J&K opposition demand fresh state elections
The only common link between the opposition parties at this stage is the alleged divide in the ruling coalition.india Updated: Nov 06, 2006 12:54 IST
The opposition parties in Jammu and Kashmir have launched a campaign demanding the dissolution of the state assembly and immediate elections to save the state from what they term as political instability, thanks to the infighting between the ruling coalition partners.
The Jammu and Kashmir National Panthers Party, the Bharatiya Janata Party (BJP) and the Samajwadi Party have made the demand in the recent weeks.
While they have little in common among them, their reasons are identical: they allege that the persistent fight between the Congress and the People's Democratic Party (PDP), the major ruling coalition partners, has left the common man disillusioned.

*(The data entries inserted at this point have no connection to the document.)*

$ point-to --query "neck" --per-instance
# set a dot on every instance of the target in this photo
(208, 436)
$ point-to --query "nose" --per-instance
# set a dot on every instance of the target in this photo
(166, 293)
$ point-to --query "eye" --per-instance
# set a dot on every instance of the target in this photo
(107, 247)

"Contradictions (in the ruling coalition) are more pronounced than their similarities," Samajwadi Party state unit president Sheikh Abdul Rehman observed. "This government must go."
He referred to the widening gap between the Congress and the PDP, which have been criticising each other in public on various issues including a proposal for self-rule in the state, insurgency and terrorism issues and allocation of portfolios among ministers.
Chief Minister Ghulam Nabi Azad had a tussle with his predecessor and PDP patron Mufti Mohammad Sayeed over Muzaffar Hussain Baig's place in the cabinet.
Baig, a PDP leader seen as Azad's trusted lieutenant, was given the charge of the important portfolios of planning and finance - against the recommendations of Sayeed - in the August 28 cabinet reshuffle.
Sayeed retaliated by recalling Baig from the ministry - a move that made it clear to all that the ruling coalition partners were not working in tandem.
National Conference president Omar Abdullah commented that the Congress-PDP fight was now affecting people of the state. "This government has failed on all counts," he said.
The government had not done anything for the people, said Abdullah, adding, "The National Conference wants to rid the state of this political fight (between the ruling partners)."
The BJP, which essentially has its base in the Jammu region, is unhappy too. "It is high time that this government was dismissed and fresh elections were held," state BJP vice president and spokesperson Hari Om said.
The current assembly was constituted in November 2002 and elections are due in November 2008 as the term of the Jammu and Kashmir assembly is of six years.